According to Iranian media, the ‘counter-revolutionary’ Zam was hanged in the morning after the supreme court upheld his sentence due to ‘the severity of the crimes’ committed against the Islamic republic.
France and human rights groups had condemned the Supreme Court’s decision. Press advocacy group Reporters Without Borders (RSF) condemned the execution.
London-based human rights group Amnesty International, in a statement after his verdict was confirmed, described Zam as a ‘journalist and dissident’. It said the confirmation marked a shocking escalation in the use of the death penalty as a weapon of repression.
In October 2019, Iran’s Revolutionary Guards Corps said it had trapped Zam in a ‘complex operation using intelligence deception.’ It did not say where the operation took place.

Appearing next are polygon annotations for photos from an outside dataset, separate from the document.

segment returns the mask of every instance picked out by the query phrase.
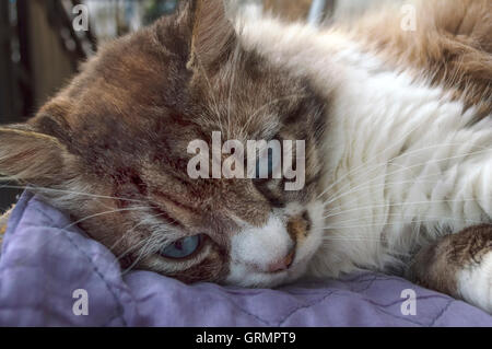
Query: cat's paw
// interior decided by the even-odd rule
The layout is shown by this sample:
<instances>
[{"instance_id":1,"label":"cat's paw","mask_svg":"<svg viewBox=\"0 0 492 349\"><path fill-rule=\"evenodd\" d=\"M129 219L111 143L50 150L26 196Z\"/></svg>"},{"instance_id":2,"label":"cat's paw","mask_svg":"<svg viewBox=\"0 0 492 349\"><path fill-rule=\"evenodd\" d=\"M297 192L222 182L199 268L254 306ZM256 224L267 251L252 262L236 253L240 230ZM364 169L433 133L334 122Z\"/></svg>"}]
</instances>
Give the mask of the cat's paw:
<instances>
[{"instance_id":1,"label":"cat's paw","mask_svg":"<svg viewBox=\"0 0 492 349\"><path fill-rule=\"evenodd\" d=\"M457 290L465 301L492 314L492 252L458 272Z\"/></svg>"}]
</instances>

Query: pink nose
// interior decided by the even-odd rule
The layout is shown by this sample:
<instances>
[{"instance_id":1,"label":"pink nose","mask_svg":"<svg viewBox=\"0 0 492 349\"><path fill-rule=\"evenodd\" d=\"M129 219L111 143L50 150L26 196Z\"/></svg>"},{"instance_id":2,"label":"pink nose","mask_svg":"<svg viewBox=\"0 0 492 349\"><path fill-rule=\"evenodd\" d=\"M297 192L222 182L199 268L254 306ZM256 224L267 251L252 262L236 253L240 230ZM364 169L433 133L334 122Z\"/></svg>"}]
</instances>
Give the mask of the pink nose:
<instances>
[{"instance_id":1,"label":"pink nose","mask_svg":"<svg viewBox=\"0 0 492 349\"><path fill-rule=\"evenodd\" d=\"M284 258L268 266L268 272L279 272L289 269L294 261L295 249L292 249Z\"/></svg>"}]
</instances>

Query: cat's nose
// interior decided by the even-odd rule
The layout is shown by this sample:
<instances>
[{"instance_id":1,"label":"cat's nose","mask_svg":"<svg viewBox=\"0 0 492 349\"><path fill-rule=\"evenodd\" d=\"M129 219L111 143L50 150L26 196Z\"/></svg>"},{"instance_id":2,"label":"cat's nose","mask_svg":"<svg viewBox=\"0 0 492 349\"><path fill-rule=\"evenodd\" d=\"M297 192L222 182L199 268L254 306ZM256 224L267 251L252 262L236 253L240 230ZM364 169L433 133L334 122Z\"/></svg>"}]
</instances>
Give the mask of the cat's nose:
<instances>
[{"instance_id":1,"label":"cat's nose","mask_svg":"<svg viewBox=\"0 0 492 349\"><path fill-rule=\"evenodd\" d=\"M289 267L292 265L292 261L294 261L294 256L295 247L293 247L284 258L270 264L268 266L268 272L279 272L289 269Z\"/></svg>"}]
</instances>

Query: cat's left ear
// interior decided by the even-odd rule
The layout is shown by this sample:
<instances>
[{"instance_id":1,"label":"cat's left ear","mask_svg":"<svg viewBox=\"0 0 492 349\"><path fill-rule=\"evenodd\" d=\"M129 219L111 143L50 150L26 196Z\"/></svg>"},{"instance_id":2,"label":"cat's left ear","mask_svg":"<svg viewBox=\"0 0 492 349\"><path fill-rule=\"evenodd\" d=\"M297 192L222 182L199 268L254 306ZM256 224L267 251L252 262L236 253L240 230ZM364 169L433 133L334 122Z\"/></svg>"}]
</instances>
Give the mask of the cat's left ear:
<instances>
[{"instance_id":1,"label":"cat's left ear","mask_svg":"<svg viewBox=\"0 0 492 349\"><path fill-rule=\"evenodd\" d=\"M52 185L67 174L72 155L60 141L31 125L0 127L0 176L9 181Z\"/></svg>"},{"instance_id":2,"label":"cat's left ear","mask_svg":"<svg viewBox=\"0 0 492 349\"><path fill-rule=\"evenodd\" d=\"M223 0L192 0L191 55L189 68L212 69L226 59L236 45L236 32Z\"/></svg>"}]
</instances>

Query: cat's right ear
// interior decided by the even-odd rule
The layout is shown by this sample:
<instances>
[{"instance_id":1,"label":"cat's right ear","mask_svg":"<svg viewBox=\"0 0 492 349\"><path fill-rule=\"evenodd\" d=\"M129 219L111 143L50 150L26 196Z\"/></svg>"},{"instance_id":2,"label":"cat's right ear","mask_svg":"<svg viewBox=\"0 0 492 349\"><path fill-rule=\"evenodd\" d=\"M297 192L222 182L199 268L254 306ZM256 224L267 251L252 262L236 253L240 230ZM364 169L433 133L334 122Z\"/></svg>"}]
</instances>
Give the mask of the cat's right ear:
<instances>
[{"instance_id":1,"label":"cat's right ear","mask_svg":"<svg viewBox=\"0 0 492 349\"><path fill-rule=\"evenodd\" d=\"M212 69L236 46L236 32L224 0L191 0L187 5L191 25L190 69Z\"/></svg>"},{"instance_id":2,"label":"cat's right ear","mask_svg":"<svg viewBox=\"0 0 492 349\"><path fill-rule=\"evenodd\" d=\"M32 126L0 127L0 177L23 184L59 183L72 155L58 139Z\"/></svg>"}]
</instances>

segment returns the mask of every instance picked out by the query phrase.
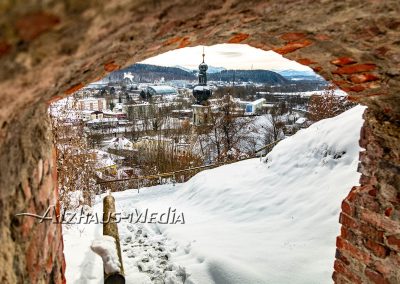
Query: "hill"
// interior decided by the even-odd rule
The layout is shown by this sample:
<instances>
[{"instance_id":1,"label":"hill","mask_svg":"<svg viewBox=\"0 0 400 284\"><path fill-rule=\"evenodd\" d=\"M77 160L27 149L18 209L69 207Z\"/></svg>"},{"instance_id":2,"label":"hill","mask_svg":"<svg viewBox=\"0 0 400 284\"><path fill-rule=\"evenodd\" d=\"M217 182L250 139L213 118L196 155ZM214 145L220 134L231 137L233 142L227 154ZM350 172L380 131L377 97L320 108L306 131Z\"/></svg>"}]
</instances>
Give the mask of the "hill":
<instances>
[{"instance_id":1,"label":"hill","mask_svg":"<svg viewBox=\"0 0 400 284\"><path fill-rule=\"evenodd\" d=\"M185 224L118 224L127 283L331 282L341 201L360 177L363 111L357 106L297 132L262 162L114 193L119 212L170 208L185 216ZM94 212L101 212L97 200ZM63 232L68 282L100 283L101 259L89 247L101 224Z\"/></svg>"}]
</instances>

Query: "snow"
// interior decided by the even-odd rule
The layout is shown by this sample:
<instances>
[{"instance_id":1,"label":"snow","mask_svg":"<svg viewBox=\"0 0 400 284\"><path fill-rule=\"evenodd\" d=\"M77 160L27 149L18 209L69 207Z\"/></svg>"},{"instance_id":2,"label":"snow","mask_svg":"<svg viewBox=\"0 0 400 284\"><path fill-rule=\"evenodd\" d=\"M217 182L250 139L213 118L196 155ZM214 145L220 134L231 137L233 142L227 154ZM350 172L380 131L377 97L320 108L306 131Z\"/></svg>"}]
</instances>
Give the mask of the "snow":
<instances>
[{"instance_id":1,"label":"snow","mask_svg":"<svg viewBox=\"0 0 400 284\"><path fill-rule=\"evenodd\" d=\"M202 86L202 85L198 85L198 86L194 87L194 89L193 89L193 90L195 90L195 91L204 91L204 90L210 90L210 87L209 87L209 86Z\"/></svg>"},{"instance_id":2,"label":"snow","mask_svg":"<svg viewBox=\"0 0 400 284\"><path fill-rule=\"evenodd\" d=\"M321 91L307 91L307 92L291 92L291 93L281 93L281 92L274 92L274 93L269 93L269 92L257 92L258 94L270 94L270 95L286 95L286 96L301 96L301 97L311 97L313 95L323 95L326 94L326 90L321 90ZM347 93L340 90L340 89L335 89L333 91L333 94L335 96L339 97L346 97Z\"/></svg>"},{"instance_id":3,"label":"snow","mask_svg":"<svg viewBox=\"0 0 400 284\"><path fill-rule=\"evenodd\" d=\"M296 124L303 124L304 122L306 122L307 118L305 117L300 117L299 119L296 120Z\"/></svg>"},{"instance_id":4,"label":"snow","mask_svg":"<svg viewBox=\"0 0 400 284\"><path fill-rule=\"evenodd\" d=\"M360 177L363 111L300 130L263 161L113 193L118 212L172 208L185 216L185 224L118 224L127 283L331 282L341 201ZM101 213L97 201L93 212ZM87 245L101 225L82 226L64 227L67 281L102 283L101 260Z\"/></svg>"},{"instance_id":5,"label":"snow","mask_svg":"<svg viewBox=\"0 0 400 284\"><path fill-rule=\"evenodd\" d=\"M95 239L90 246L93 252L101 256L104 271L107 274L121 271L115 239L111 236L101 236Z\"/></svg>"}]
</instances>

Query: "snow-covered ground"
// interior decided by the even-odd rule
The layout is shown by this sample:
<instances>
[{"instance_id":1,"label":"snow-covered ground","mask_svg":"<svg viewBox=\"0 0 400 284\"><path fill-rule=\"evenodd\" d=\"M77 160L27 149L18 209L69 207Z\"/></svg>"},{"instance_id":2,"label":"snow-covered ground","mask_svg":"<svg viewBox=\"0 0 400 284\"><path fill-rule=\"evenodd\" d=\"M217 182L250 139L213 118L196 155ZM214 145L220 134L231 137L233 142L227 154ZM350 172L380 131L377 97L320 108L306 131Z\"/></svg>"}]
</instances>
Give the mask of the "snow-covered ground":
<instances>
[{"instance_id":1,"label":"snow-covered ground","mask_svg":"<svg viewBox=\"0 0 400 284\"><path fill-rule=\"evenodd\" d=\"M264 161L114 193L125 214L184 214L185 224L119 224L127 283L330 283L340 204L359 180L363 110L300 130ZM101 233L101 225L64 227L68 283L102 283L90 250Z\"/></svg>"}]
</instances>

The official IRNA news agency said he was also convicted of espionage for France and an unnamed country in the region, cooperating with the “hostile government of America”, acting against “the country’s security”, insulting the “sanctity of Islam” and instigating violence during the 2017 protests.
As his trial started, state television broadcast a documentary’ about Zam’s “relations” with the Islamic republic’s foes. Amnesty has repeatedly called on Iran to stop broadcasting videos of ‘confessions’ by suspects, saying they ‘violate the defendants’ rights’.
Zam is one of several people to have been sentenced to death over participation or links to protests that rocked Iran between 2017 and 2019. Navid Afkari, a 27-year-old wrestler, was executed at a prison in the southern city of Shiraz in September.